From the days of Chaucer, “cunt” has had both a literal and a metaphorical meaning. The latter was “crafty”, hence the word’s evolved meaning of “a nasty piece of work”.
After various merry Shakespearean jokes (“Twelfth Night”, “Henry V”), soldiers’ difficult lives in the trenches in WW1 popularised the use of the word to mean a thing – anything from one’s kit to the Sergeant Major.
East End slang has long used “cunt” in a familiar sense, as in the expression “you dozy cunt”.
And who can forget the hapless Hatton Garden heist lookout, described by his disgruntled fellow defendants as “Kenny, that wombat thick old cunt”?
When D H Lawrence wrote his lightly fictionalised memoir (1928) of his elopement with the German aristocrat Frieda Von Richtofen, whose nude frolics with lovers amongst bluebells were legendary, he used the word in a tender, if literal sense.
The UK’s belated attempt to prosecute Penguin Books, the publishers of Lady Chatterley’s Lover, for obscenity in 1960 failed. In fact, the word “cunt” only appears about a dozen times in the book.
In a criminal case in 2017, a defendant told the judge HH J Patricia Lynch QC, “You’re a cunt and I’m not”. She replied, “Well, you’re a bit of a cunt yourself”. Cue some harrumphing.

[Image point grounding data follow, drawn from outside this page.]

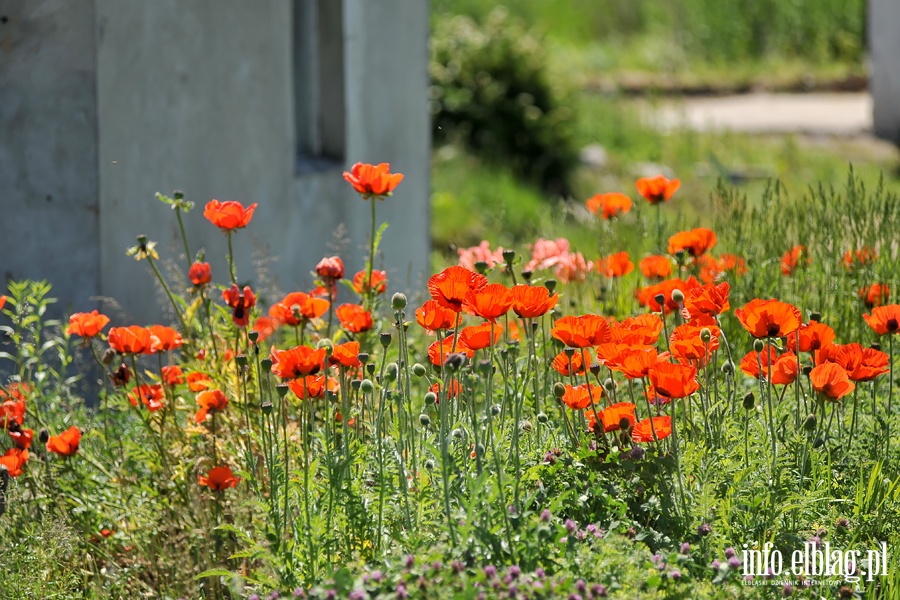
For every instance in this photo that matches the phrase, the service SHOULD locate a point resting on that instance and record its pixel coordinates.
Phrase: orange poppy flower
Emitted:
(491, 301)
(66, 443)
(581, 331)
(769, 318)
(709, 299)
(643, 430)
(579, 397)
(200, 274)
(451, 286)
(432, 316)
(218, 479)
(164, 338)
(240, 301)
(530, 301)
(884, 319)
(609, 205)
(354, 318)
(656, 266)
(131, 340)
(345, 355)
(86, 324)
(379, 282)
(373, 181)
(657, 189)
(151, 396)
(229, 215)
(695, 242)
(874, 295)
(831, 380)
(793, 258)
(210, 401)
(14, 459)
(780, 369)
(615, 265)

The Judicial Conduct Investigations Office decided to take no action, although the judge had decided to apologise and not to do this again.
So does English society operate double standards when it comes to prominent women using the C-word?

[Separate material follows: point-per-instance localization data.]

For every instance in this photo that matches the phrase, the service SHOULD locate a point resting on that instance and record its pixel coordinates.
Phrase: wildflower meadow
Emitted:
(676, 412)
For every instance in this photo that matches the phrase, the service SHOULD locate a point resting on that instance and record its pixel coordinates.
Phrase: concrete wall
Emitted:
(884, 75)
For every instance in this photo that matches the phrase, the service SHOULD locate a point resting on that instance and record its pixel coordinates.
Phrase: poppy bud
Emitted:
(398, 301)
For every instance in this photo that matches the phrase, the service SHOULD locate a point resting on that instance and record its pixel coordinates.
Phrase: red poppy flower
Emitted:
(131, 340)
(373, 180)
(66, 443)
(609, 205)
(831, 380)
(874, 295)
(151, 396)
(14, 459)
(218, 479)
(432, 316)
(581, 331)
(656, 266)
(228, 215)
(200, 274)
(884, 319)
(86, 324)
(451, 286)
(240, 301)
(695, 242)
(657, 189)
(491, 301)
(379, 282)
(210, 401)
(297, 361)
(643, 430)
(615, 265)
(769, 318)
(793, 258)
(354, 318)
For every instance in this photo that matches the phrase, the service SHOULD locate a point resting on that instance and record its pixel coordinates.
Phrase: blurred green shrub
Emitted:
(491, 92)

Are women still supposed to be more “ladylike” in the 21st-century, when it comes to the exercise of free speech?
Recent research has shown that women are ten times more likely to say “shit” than men, and more likely to say “fuck”.
And research has suggested that women find slurs imputing promiscuity (“slag”, “slut”) more upsetting than a word like “cunt” which, by comparison, is neutral when used in a sexual sense.
Some high-profile women evidently do not agree with the regressive idea that women should be more constrained in their choice of vernacular. Thus, the high-profile gay Bake Off presenter Sue Perkins let rip as she presented the 2017 Baftas:
I live for live. Give me a seven second delay and I will use it, you blustering cunt-faced fuck-trumpets.
Nowadays, what a previous generation may have deemed unsayable in polite or genteel society is the new normal.
Indeed, as far as I can report, “cunt” nowadays in the UK has a somewhat watered-down meaning, ranging from “mate” to “asshole”.
Judging from my own observations of the use of the word “cunt” on public transport, by and to women, it’s a word that women are comfortable with.
And there I shall leave it. For now.